How To Help Your Child Practice With These Free Printable Prompt cards!
Parents, pupils and teachers all know that in order to make good progress, regular and effective practice is vital. But some Mums and Dads don’t have any musical experience to draw on, and find the whole prospect of practice routines a little daunting. They do want to support their child, but often they are afraid that they might be more confusing than helpful, or just don’t know what to say.
So I’ve made a set of practice prompt cards for parents, to help everyone get the most out of practice time. This will maximise progress, without causing any tensions and even having some fun together along the way.
When learning something new, it’s often difficult to get started, but the Practice Prompt Cards do that for you. They break down the learning process into a series of tasks that seem more manageable, both identifying and strengthening the weak spots. You will soon find that with this extra attention to detail, your child will begin to overcome any difficulties. Resulting in such a positive effect on confidence and overall enjoyment that you won’t be able to stop them playing!
How To Help Your Child Practice
- Download your practice prompt cards using the link below, laminate them and cut them out. We have also included a sheet of blank cards, so you can add your own questions, and maybe one or two fun ones like “Can you play the first 4 bars standing on one leg?”
- Agree with your child when would be a good time for a regular practice slot. Make sure it’s a time when they aren’t tired or hungry, and that they will be free from background distractions.

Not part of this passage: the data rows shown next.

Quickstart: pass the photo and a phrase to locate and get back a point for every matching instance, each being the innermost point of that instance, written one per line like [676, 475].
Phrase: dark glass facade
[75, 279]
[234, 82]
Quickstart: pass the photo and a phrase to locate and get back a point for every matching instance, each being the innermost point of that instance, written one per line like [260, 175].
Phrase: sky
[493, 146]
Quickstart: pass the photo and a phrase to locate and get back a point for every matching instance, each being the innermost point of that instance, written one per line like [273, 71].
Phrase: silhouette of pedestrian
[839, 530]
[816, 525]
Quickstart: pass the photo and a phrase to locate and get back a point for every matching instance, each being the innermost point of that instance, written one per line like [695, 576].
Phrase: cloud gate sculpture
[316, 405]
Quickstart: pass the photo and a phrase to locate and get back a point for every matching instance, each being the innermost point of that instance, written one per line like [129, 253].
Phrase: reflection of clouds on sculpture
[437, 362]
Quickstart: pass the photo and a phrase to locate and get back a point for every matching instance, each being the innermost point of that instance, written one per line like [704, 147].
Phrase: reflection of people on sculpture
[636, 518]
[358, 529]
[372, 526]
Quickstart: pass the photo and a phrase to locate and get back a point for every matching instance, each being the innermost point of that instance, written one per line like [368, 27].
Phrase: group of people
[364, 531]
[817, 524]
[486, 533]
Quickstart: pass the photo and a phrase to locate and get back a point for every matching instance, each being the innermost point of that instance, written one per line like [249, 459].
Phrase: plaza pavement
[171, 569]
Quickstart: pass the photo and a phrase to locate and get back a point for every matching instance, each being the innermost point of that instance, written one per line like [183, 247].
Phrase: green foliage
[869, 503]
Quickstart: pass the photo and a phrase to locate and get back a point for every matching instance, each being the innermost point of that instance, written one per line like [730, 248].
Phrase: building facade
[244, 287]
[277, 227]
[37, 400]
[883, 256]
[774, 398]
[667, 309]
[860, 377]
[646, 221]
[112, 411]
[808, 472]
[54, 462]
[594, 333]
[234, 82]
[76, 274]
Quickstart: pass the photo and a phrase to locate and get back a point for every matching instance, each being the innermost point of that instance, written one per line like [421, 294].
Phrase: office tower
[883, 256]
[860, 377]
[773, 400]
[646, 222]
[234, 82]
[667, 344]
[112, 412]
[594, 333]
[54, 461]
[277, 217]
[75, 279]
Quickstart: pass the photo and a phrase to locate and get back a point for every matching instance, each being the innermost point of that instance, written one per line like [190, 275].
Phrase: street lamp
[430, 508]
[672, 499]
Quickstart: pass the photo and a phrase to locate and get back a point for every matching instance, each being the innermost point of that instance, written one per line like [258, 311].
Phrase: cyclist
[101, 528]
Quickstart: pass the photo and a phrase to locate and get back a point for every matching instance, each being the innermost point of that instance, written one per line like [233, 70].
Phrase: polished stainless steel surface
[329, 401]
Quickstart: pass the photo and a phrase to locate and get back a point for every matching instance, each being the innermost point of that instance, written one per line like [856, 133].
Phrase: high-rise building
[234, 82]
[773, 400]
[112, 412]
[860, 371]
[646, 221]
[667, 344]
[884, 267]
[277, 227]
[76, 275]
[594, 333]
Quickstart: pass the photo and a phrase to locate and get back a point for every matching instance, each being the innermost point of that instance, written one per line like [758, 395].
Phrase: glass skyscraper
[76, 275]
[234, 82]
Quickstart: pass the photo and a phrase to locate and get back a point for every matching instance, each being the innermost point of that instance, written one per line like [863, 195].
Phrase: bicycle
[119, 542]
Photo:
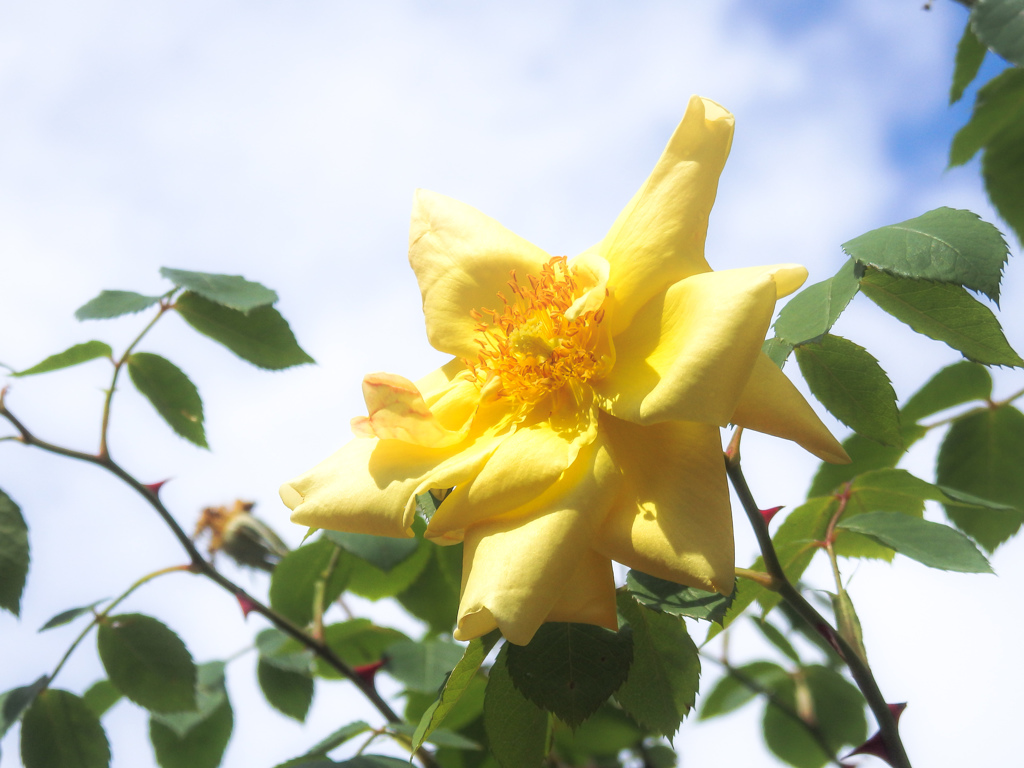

- Use a practice diary every time, this serves as an excellent reference and is very helpful for everyone concerned. Make a note of the task completed and whether they have experienced any problems. Ask your child if they would like to add any comments, as often questions for the teacher can be easily forgotten during the week between lessons. Try to make the comments constructive and always find something positive to say.
Download your PRACTICE PROMPTS FOR PARENTS,
- Sit with your child for the first few minutes of each practice session, and get them started. Younger children will need the most help, but with older children, try to help them build up their independence and once they have settled into it, leave them to complete some of the task on their own.
- Don’t try to achieve too much each time, especially when they are learning a new piece. It’s best to take it slowly, and only attempt small sections at first, building it up gradually, until they can play the piece with ease.
- Choose a different task each time. If they find that one easy, then move on to the next one. If they found it too difficult, allow plenty of time to have a good attempt, and then make a note of what they find hard to do, so that the teacher can help in the next lesson.
- Try to emphasise that if they can’t do something, it’s not a bad thing, it’s good to find out exactly what the problem is, so that the teacher can sort it out in the lesson.
- Finally, try to give lots of encouragement and praise, and you will find that this shared time together can be very bonding.